You can draw your own conclusions about what this says about me as a person. The fact is, though, for someone in my position — 26, living in London and scraping a living as a freelancer — being settled enough to invest any significant amount of money in altering my living environment feels far more of an unrealistic, exciting fantasy than any kind of sexual scenario I could conjure up.
Maybe, as middle-aged homeowner Sean O’Grady argued in the Independent today, it’s my “sense of entitlement” as a young person that causes this “fetish of home ownership” and all of the things that come with it. I don’t think so, though. It’s true that owning a home isn’t a human right, but the desire for stability and security is a fairly normal human impulse.
Though the looming pensions crisis and social care cuts do make me worry about what’ll happen to me in old age if I don’t have property to cash in, ownership isn’t really the main issue. I’d feel far more positive about the idea of renting if the reality of it wasn’t so awful. This is why O’Grady’s comparison of the UK with Germany, where the majority of people rent and home ownership is seen as far less aspirational, makes so little sense. In Germany, renting isn’t shit.
Tenants have far stronger rights and the leases they’re granted are normally for an unlimited period of time. This means landlords can only evict for a handful specific reasons, such as multiple months unpaid rent or significant damage to the interior of the property, or because they want to move into the home themselves. In these circumstances, they have to give tenants notice between three and nine months in advance — depending on how long they’ve been renting the property. Landlords can also be fined if they demand excessive rent increases. In short, tenants have rights.

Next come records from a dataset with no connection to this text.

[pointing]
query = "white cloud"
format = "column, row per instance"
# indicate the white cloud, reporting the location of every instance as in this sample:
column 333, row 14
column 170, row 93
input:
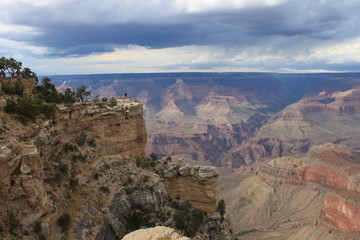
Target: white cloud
column 196, row 6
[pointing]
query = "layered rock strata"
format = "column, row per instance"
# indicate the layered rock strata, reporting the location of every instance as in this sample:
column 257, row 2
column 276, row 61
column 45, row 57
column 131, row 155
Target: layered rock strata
column 196, row 184
column 311, row 121
column 334, row 167
column 88, row 164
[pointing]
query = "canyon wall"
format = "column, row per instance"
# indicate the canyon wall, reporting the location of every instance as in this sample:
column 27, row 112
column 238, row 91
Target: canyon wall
column 88, row 162
column 335, row 169
column 196, row 184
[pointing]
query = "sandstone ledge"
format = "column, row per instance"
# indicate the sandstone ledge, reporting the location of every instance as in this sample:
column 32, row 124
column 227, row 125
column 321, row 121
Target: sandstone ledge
column 154, row 234
column 196, row 184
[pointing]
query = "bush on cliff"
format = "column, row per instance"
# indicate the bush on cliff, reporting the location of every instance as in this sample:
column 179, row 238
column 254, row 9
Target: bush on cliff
column 64, row 221
column 28, row 108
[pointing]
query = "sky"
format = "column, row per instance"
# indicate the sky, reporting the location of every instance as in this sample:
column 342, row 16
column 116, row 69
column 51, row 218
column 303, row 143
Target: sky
column 132, row 36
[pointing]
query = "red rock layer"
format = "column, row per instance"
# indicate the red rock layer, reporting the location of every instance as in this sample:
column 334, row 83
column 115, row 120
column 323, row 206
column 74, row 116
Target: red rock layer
column 342, row 213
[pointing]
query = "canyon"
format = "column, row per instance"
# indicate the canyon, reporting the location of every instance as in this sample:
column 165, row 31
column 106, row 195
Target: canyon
column 232, row 119
column 326, row 117
column 268, row 135
column 84, row 174
column 311, row 197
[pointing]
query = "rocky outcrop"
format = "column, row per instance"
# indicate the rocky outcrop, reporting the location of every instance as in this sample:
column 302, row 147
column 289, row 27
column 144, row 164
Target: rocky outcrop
column 196, row 184
column 88, row 164
column 155, row 234
column 310, row 121
column 334, row 167
column 201, row 142
column 342, row 212
column 119, row 130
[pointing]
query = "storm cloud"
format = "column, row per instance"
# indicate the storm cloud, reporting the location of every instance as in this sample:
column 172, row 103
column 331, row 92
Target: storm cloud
column 267, row 35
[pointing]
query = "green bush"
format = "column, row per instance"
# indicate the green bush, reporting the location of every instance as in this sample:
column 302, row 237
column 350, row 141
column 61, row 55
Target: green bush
column 153, row 156
column 221, row 208
column 14, row 223
column 80, row 139
column 137, row 220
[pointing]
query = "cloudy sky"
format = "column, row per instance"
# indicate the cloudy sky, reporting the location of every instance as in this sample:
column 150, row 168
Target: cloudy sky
column 118, row 36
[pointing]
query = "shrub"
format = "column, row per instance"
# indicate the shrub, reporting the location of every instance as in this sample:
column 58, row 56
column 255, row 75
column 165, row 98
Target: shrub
column 136, row 220
column 104, row 189
column 63, row 167
column 69, row 147
column 112, row 102
column 91, row 142
column 14, row 223
column 57, row 178
column 64, row 221
column 153, row 156
column 221, row 208
column 80, row 139
column 74, row 182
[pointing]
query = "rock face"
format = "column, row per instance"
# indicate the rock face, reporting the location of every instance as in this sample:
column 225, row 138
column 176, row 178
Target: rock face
column 154, row 234
column 311, row 121
column 89, row 163
column 201, row 124
column 117, row 131
column 196, row 184
column 295, row 196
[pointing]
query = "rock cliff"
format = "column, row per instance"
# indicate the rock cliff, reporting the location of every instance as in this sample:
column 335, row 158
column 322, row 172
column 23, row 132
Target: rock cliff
column 332, row 171
column 312, row 120
column 84, row 175
column 196, row 184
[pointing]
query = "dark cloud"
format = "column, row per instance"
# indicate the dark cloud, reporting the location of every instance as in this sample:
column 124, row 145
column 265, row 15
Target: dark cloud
column 308, row 19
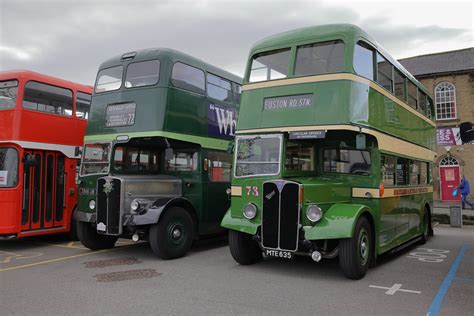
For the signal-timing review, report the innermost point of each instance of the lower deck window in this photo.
(8, 167)
(299, 157)
(349, 161)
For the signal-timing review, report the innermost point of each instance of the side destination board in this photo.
(288, 102)
(120, 115)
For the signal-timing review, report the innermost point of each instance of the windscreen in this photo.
(8, 167)
(8, 93)
(109, 79)
(95, 159)
(270, 65)
(259, 155)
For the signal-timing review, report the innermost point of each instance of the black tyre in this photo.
(73, 228)
(243, 249)
(173, 236)
(355, 253)
(427, 230)
(91, 239)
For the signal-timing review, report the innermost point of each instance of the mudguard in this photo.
(239, 224)
(338, 222)
(85, 217)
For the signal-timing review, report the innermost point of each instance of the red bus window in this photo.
(8, 93)
(46, 98)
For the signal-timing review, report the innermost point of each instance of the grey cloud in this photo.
(71, 39)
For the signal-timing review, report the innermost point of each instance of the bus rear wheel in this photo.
(173, 236)
(243, 249)
(355, 253)
(426, 226)
(91, 239)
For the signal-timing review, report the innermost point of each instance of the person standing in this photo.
(465, 190)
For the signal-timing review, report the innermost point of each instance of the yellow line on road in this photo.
(62, 258)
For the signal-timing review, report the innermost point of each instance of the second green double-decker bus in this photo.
(333, 152)
(155, 163)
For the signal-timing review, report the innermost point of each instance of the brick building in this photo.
(450, 78)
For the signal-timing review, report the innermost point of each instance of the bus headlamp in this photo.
(135, 205)
(92, 204)
(314, 213)
(250, 211)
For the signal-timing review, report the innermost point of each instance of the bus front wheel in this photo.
(243, 249)
(355, 253)
(173, 236)
(91, 239)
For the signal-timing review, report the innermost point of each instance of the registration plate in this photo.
(279, 253)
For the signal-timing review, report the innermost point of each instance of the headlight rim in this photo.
(92, 204)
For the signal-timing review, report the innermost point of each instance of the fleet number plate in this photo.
(279, 253)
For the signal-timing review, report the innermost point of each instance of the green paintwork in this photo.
(163, 110)
(338, 102)
(205, 142)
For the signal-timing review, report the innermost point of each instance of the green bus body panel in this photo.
(239, 224)
(164, 110)
(334, 103)
(338, 222)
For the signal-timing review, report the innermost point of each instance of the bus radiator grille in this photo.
(108, 206)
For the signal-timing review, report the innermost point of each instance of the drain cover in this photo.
(127, 275)
(111, 262)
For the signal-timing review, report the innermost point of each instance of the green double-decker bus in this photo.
(155, 163)
(333, 152)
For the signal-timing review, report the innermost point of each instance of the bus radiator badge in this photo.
(108, 186)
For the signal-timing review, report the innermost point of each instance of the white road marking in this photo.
(397, 287)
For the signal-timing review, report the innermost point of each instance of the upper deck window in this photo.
(83, 105)
(144, 73)
(320, 58)
(364, 61)
(219, 88)
(350, 161)
(8, 93)
(109, 79)
(45, 98)
(270, 65)
(188, 78)
(237, 92)
(259, 155)
(399, 84)
(384, 73)
(412, 95)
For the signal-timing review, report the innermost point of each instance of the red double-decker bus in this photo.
(42, 124)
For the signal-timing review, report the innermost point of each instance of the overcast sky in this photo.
(69, 39)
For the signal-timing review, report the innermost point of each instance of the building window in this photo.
(445, 100)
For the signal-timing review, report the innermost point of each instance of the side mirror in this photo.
(230, 147)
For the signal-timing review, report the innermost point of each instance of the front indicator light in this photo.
(314, 213)
(92, 204)
(250, 211)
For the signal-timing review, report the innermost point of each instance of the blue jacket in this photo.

In a country like Germany, I’d find it perfectly possible to fulfil my nesting ambitions without having to actually own the building I was living in. Living in London, where 6-12 month leases are the norm and people are regularly forced to move at a moment’s notice because the landlord reckons they could make more money getting new tenants in, such a scenario sounds positively utopian.
As things are, many young people have no option other than to continue bouncing from place to place to escape unscrupulous landlords and prohibitive rent hikes.
Buying your own furniture feels risky when there’s no guarantee it will fit wherever I end up next, and moving is already hard enough when it’s just clothes, books and saucepans, so we’re stuck with whatever our landlords decide to bung our way. This might not be so bad if it didn’t often mean backache-inducing mattresses and appliances that are barely fit for purpose.
The worst thing, though, is the constant insecurity. The feeling that there’s no point ever getting too settled anywhere, because you’ll probably be forced to move before too long. This transience has knock on effects for all areas of our lives. It’s difficult to feel part of a community, to get involved in things locally or to form proper relationships with your neighbours.
While my situation could be far worse, I do think people need to take into account the psychological impact of housing insecurity when they talk about the “entitlement” of wanting to own a home. Young people aren’t greedy, we just want to put down roots and know we’ve got somewhere to return home to. Is it really fair to blame us for that?